The songs used throughout the play help to enhance the production and add effect. With the narrator being the characters conscious and playing with there minds. Using the songs as soliloquy's I thought was very powerful because it gives them more meaning and impact. Blood Brother being a play with songs and not a musical makes it better, because it not songs for the sake of it, it songs to convey feelings, emotions and happening making it more influential. Connecting to the audience in a different way entirely. They are more engaged and attentive. Listening for meaning and depth.
There were many symbols used in blood brothers, the strongest of all being that blood brothers hand clasp. It being so strong and powerful, symbolising unity, love and bonds is used throughout the play. This helps to enforce the themes of unity and love which are shown throughout the play. The bond between Eddie and Mickey being blood brothers is the key symbolism of the hands clasping and is so powerful its and symbolic it's used to enhance the themes and messages throughout the play.
The lighting is very impacting on the performance as it changes throughout the play, as the play open there is red lighting; this creates a very sombre feeling. The red being symbolic of blood and death, creates tension, mystery and fear. This helps to convey the mood of the play. The action before narrative begins the show, with the death of both twins; the red light adds great affect and setting to the mood of the scene, as it does throughout the play.
The change in lighting from dark to light at different points in the play is well used, the lights darken a lot when the narrator speaks to add dramatic affect, to his normally powerful but solemn speeches, being and interventionist narrator, always interfering this adds greater affect making his role even more mysterious. The lighting when he hands Mrs Lyons the bible is very affective, the narrator in darkness with his back to the audience and his hand and Mrs Lyons spot lighted gives great affect like a grave idea or action being planted so darkly from the shadows. The lighting I think as well as adding affect, gives to the audiences' response more, so they enjoy the play to a greater extent.

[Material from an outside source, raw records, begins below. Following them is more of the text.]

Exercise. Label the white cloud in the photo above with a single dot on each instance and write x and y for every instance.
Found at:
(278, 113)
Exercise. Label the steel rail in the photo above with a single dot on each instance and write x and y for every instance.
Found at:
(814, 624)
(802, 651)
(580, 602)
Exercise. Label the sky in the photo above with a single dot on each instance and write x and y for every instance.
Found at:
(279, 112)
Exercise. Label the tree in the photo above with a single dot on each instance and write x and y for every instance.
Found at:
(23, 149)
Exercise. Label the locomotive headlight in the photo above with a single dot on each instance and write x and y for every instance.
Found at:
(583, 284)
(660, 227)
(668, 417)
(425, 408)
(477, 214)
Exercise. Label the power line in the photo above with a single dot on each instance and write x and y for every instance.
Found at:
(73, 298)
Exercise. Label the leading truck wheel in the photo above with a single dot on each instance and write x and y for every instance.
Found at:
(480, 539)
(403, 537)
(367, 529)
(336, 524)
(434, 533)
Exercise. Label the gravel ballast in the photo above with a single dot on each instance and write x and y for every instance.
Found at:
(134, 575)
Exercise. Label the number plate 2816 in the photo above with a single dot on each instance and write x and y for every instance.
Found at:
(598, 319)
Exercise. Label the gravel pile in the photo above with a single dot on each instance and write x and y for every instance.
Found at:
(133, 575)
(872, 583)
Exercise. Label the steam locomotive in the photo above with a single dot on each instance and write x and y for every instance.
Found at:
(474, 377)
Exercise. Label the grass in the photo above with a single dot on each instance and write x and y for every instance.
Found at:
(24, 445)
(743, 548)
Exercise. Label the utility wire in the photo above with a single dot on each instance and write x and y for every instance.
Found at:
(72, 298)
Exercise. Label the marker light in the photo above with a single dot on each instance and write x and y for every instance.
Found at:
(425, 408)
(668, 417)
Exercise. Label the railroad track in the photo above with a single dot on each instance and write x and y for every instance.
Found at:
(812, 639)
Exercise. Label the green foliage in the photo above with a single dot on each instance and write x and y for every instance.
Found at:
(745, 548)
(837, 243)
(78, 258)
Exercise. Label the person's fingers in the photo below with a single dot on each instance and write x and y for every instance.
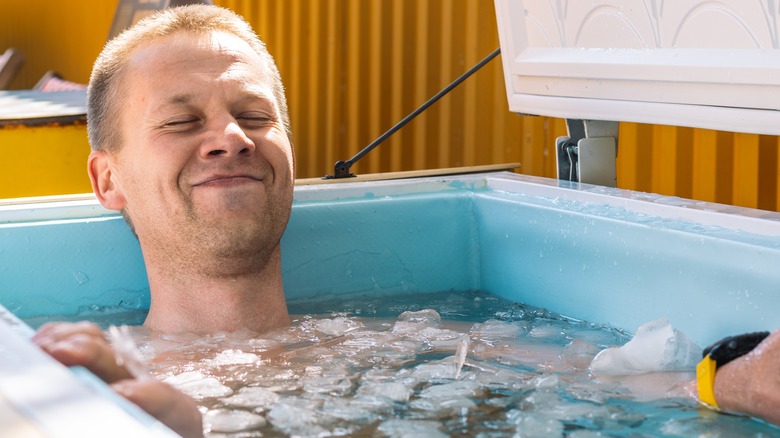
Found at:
(164, 402)
(81, 344)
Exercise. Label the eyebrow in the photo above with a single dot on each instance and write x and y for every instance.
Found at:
(249, 93)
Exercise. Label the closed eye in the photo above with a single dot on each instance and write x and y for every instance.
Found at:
(255, 119)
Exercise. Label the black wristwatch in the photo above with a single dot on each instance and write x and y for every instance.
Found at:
(718, 354)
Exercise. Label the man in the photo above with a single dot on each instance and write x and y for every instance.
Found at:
(190, 135)
(189, 128)
(188, 123)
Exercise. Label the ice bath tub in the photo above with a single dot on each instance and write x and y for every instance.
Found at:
(598, 254)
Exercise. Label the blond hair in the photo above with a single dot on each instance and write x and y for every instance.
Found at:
(106, 90)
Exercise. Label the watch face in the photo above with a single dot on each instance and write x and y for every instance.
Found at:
(732, 347)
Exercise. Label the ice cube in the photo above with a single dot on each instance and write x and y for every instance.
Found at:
(411, 428)
(231, 421)
(199, 386)
(655, 347)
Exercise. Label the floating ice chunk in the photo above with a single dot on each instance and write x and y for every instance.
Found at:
(454, 390)
(534, 425)
(460, 355)
(233, 357)
(231, 421)
(410, 429)
(427, 317)
(252, 397)
(547, 331)
(395, 391)
(495, 329)
(434, 370)
(296, 416)
(443, 407)
(655, 347)
(337, 326)
(198, 386)
(578, 354)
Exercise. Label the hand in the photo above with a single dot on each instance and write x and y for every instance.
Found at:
(81, 343)
(165, 403)
(85, 344)
(751, 384)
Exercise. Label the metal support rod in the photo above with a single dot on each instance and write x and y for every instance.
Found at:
(341, 169)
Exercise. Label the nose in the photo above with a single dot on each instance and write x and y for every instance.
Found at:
(228, 140)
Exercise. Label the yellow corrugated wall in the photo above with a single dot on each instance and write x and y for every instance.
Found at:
(353, 68)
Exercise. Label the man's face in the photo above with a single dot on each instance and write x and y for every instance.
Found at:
(205, 158)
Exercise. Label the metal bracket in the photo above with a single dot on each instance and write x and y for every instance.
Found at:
(589, 153)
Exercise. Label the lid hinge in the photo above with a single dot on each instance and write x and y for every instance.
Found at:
(589, 153)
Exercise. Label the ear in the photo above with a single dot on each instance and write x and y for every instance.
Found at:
(103, 179)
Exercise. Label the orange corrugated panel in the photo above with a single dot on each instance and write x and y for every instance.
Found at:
(354, 68)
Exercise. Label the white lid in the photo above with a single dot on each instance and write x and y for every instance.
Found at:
(701, 63)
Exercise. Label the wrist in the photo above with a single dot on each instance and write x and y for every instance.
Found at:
(718, 355)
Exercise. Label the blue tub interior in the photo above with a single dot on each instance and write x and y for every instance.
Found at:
(602, 255)
(613, 256)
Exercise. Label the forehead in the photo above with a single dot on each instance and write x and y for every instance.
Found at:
(166, 61)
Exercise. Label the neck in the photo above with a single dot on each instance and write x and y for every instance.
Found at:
(198, 299)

I thought the play was very, very powerful and I really loved it. You can tell that everything in the play is there for a reason, every prop and every lighting effect is obviously thought out, it adds so much effect and drama. Everything has a meaning and purpose, the play is very symbolic and influential. It has a very powerful ending, with a lot of dramatic potential. I thought Eddie and Mickey not finding out they were twins was very good, as it used a lot of dramatic potential, prolonging the drama, making the ending more impacting and shocking when it happened. I loved the entire play but I thought the ending was so unexpected that it made the play incredible and dominating.